L'élicitation, l'autre solution ?

Outre la pulvérisation confinée, une autre solution existe mais reste en cours d'expérimentation. Le GRAB (Groupe de recherche en agriculture biologique) travaille depuis des années pour trouver une alternative aux produits chimiques dans le traitement du mildiou. La solution pourrait être l'élicitation (*) qui permet aux feuilles de créer un système de défense et de s'immuniser contre le mildiou. Les éliciteurs sont en fait des substances capables d’engendrer chez les plants sensibles comme les feuilles de vigne des mécanismes de résistance durable, face à l’agression d’un organisme pathogène (champignon, bactérie). Les recherches se poursuivent et n'ont pas encore abouties.

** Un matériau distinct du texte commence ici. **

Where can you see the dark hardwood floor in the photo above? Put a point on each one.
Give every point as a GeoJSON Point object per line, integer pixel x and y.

La question de faire coïncider préservation de l'environnement et production du vin est très intéressante. La réponse ne cesse d'évoluer avec différentes contraintes à prendre en compte. Un long débat qui a déjà des pistes de réflexion. Un enjeu d'autant plus important en France où le vin reste sacré... mais toujours à consommer avec modération.

Corentin Corger

* En biologie, l'élicitation est l'activation d'un processus de défense à la suite de la reconnaissance d'un éliciteur lié à l'agresseur (produit par l'agresseur ou résultant de l'agression). On parle souvent d'élicitation dans les interactions entre plantes et pathogènes.